Fred and Friends are freakin' geniuses! I'd love to own everything they make.


----------



## emergencyfan (Oct 22, 2010)

How about these? $2.03ea 
http://www.amazon.com/Doomed-Crysta...8&qid=1340906516&sr=8-16&keywords=skull+glass




Xane said:


> Thinking about buying these but have already blown a bunch of money getting ready for a party next month. I wish the "suspended skull" shot glass wasn't so expensive everywhere. Average $8-10 for a single glass? I'll stick with the cheapie plastic ones I got at Spirit until I find 'em on sale.


----------



## Xane (Oct 13, 2010)

Unfortunately, the way the seller has posted this item (maybe as a "collectible", not sure), the shipping is the exact same charge per item ($4.49) which makes a total shipping charge of $35.92 

It's still a better price than some but I can't believe they don't have consolidated shipping when you buy _from the same company_. I know "fulfilled by" purchases increase the shipping a little bit because it's shipping from multiple locations but they don't just add a flat fee per item.

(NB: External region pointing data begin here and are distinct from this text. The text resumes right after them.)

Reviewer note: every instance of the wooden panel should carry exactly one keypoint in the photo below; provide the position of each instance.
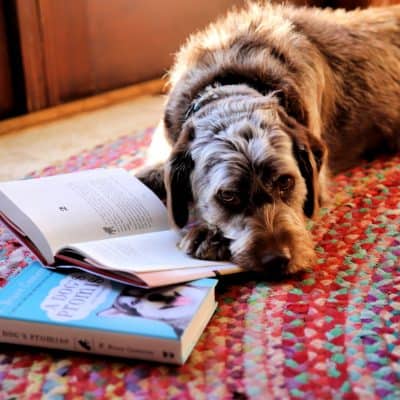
(32, 54)
(135, 40)
(73, 49)
(68, 59)
(7, 99)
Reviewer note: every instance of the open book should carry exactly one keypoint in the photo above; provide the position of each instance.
(104, 221)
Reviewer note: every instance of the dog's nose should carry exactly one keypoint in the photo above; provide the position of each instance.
(275, 263)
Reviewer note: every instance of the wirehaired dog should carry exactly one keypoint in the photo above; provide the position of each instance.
(263, 106)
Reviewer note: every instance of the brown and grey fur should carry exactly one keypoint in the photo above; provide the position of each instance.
(263, 106)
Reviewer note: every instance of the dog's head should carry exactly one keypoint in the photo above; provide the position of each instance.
(250, 170)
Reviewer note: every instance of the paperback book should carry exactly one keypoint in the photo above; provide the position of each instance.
(104, 221)
(77, 311)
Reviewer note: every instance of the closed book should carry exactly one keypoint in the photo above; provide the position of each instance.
(77, 311)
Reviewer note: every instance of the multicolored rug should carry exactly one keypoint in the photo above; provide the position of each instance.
(335, 334)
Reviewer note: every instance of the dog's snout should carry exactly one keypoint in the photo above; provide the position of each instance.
(275, 262)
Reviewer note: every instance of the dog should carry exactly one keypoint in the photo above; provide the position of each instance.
(264, 105)
(174, 306)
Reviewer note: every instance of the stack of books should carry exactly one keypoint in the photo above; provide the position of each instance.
(112, 279)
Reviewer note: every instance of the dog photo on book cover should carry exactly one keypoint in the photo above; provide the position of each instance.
(175, 306)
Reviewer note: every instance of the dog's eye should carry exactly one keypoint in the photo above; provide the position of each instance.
(229, 197)
(285, 183)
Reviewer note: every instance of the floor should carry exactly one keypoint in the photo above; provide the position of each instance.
(39, 146)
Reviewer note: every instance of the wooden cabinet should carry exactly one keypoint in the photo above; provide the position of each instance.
(73, 49)
(55, 51)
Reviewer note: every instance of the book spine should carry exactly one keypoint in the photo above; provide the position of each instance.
(90, 341)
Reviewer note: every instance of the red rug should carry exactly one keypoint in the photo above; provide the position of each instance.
(335, 334)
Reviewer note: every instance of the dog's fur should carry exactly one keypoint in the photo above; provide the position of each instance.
(264, 104)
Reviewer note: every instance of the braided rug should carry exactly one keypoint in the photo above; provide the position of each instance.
(332, 334)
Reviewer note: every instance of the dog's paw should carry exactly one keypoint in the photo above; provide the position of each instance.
(205, 243)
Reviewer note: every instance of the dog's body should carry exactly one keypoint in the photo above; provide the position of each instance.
(263, 105)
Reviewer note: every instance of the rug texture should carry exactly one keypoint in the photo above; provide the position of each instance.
(333, 334)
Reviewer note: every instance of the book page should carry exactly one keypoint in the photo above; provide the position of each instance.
(155, 251)
(83, 206)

If the shipping was fair I'd have bought a dozen of them. I'll probably go for the hazmat ones instead. Thanks for looking for me!


----------



## emergencyfan (Oct 22, 2010)

Oops, sorry, didn't pay attention to the shipping. From reading the description, I'm guessing it's coming from China "Inside layer is a skeleton, this makes you feel the skeleton poisoned in the interlayer"




Xane said:


> Unfortunately, the way the seller has posted this item (maybe as a "collectible", not sure), the shipping is the exact same charge per item ($4.49) which makes a total shipping charge of $35.92
> 
> It's still a better price than some but I can't believe they don't have consolidated shipping when you buy _from the same company_. I know "fulfilled by" purchases increase the shipping a little bit because it's shipping from multiple locations but they don't just add a flat fee per item. If the shipping was fair I'd have bought a dozen of them. I'll probably go for the hazmat ones instead. Thanks for looking for me!


----------



## Xane (Oct 13, 2010)

Probably, but that's not why Amazon is being ridiculous with the shipping. If you look at the shipping terms, anything posted a specific way by a "third party" has no common sense when it comes to shipping, it's the same fee + 0.50 per item over a certain weight (per each item)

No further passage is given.